There was a time when it was assumed that the first Christians came from the international “proletariat” which filled the large cities of the empire and which, because of poverty and social inequality, was assumed to be more receptive to the proclamation of love, hope, and new life. Paul’s words to the Corinthians seems to confirm such a supposition: .” .
. not many wise men after the flesh, not many mighty, not many noble were called” (Cor. 1:26). But one has also to account for James’ reproaches of rich Christians, for Pliny’s report of the number of Christians “of various classes” and for references in other Pauline epistles to the city treasurer, a member of the Areopagus, and a number of the leading women in Thessalonica.

How many Christians were there at first? Tertullian’s claim, “If we alone are your enemies, then you have more enemies than citizens, because all your citizens have become Christians,” is obviously rhetorical exaggeration. There was, however, a rapid geographical spread of Christianity, with large churches in Syria, Egypt, Asia Minor, and perhaps in Spain and Gaul. The estimate of historians is that up to the time of Emperor Constantine’s conversion at the beginning of the fourth century they were still less than 10 per cent of the whole population of the empire. Thus the Church retained for a long time its character of a small flock, a minority persecuted by the world.

 

Further Church Development.

Since there are few records of the period from the apostolic beginning of the Church to the middle of the second century, a number of historians have been tempted to look for some sort of metamorphosis within it at this period, some break with the original “idea” of Christianity expressed in the Gospels. The organized Church with its hierarchy, doctrine, and discipline, as we see it again in the middle of the second century, they regard as the product of various crises and adaptations to social conditions; the molten, shapeless faith was Hellenized by being poured into contemporary molds of thought. Today, however, scholars are giving increasing attention to the voice of Church tradition, which so recently seemed to some of them a tendentious invention. The Gospel, it turns out, must not be separated from the Church; it is the witness to the faith of the Church, to its living experience, and cannot be understood apart from this experience. Fragments of prayers, the signs and symbols on the walls of the catacombs, a few epistles from some churches to others, have acquired new significance and are seen to represent part of a single development, not a series of crises and ruptures. What was not recorded may have lived secretly, retained in the uninterrupted memory of the Church, to be written down only centuries later. It has become increasingly clear that the Church has no need to be restored and justified on the basis of the fragments that have reached us. Rather, only in the light of the Church, in the recognition of its primacy, can the meaning of these fragments be discerned and properly interpreted.

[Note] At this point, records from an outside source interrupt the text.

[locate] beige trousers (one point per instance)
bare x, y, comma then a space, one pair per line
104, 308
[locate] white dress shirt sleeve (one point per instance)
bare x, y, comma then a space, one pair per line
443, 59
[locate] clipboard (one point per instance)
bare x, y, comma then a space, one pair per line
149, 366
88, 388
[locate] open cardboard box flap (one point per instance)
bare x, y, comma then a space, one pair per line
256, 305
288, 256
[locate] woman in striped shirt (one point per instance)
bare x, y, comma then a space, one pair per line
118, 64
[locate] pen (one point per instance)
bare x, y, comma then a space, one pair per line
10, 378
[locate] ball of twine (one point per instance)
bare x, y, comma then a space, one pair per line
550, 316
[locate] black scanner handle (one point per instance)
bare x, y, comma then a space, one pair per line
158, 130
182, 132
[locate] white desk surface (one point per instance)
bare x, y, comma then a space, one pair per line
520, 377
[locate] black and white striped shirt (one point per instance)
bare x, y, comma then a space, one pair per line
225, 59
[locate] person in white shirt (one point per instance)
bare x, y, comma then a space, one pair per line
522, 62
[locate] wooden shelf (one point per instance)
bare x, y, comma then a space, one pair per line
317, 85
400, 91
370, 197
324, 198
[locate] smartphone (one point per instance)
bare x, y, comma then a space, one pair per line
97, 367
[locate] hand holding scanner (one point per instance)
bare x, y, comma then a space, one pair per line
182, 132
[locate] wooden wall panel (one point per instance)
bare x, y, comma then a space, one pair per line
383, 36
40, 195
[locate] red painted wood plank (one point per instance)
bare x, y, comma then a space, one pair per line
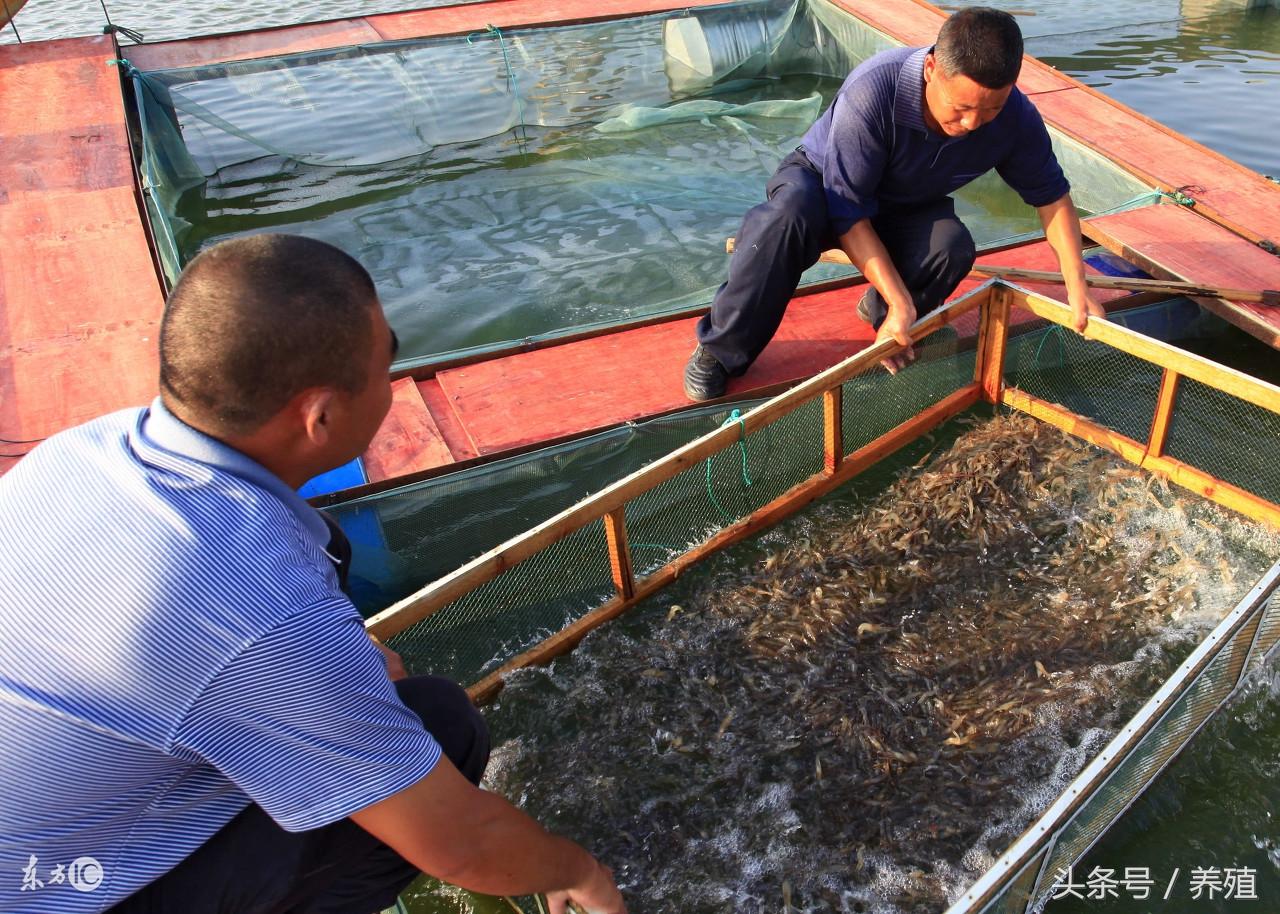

In our limited knowledge of the churches scattered throughout the Roman Empire, the emphasis is on the Christian community gathered for baptism and the Eucharist. This double mystery — rebirth from water and the Spirit and the breaking of bread — was not simply a ceremonial service but the source, the content, the very heart of primitive Christianity.

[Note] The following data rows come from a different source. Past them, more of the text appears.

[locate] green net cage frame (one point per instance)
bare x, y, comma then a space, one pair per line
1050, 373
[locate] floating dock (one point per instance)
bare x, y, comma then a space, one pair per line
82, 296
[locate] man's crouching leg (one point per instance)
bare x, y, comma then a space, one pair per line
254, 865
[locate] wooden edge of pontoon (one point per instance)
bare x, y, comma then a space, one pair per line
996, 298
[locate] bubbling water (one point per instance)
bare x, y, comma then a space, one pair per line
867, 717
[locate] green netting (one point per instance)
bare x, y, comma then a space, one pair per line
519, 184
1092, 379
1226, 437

Tertullian’s words, “Christians are not born but they become,” explain why the scanty sources of the period speak most about baptism and the Eucharist. Christians became. This meant that each of them could never forget the day when, after the secret growth of the seed cast into his soul by preaching — after doubts, tests, and torments — he finally approached the water of baptism. When he emerged from the holy water, the newly-baptized Christian was brought into a brotherhood, a unity of love. Such is the everlasting significance of the Eucharist, communion always through Christ with one’s brothers. One bread, one cup, shared by all and uniting all in one, memory transformed into reality, expectation into the Presence. How the words of thanksgiving preserved from the early youth of the Church must have sounded when pronounced by the celebrant over the offered gifts!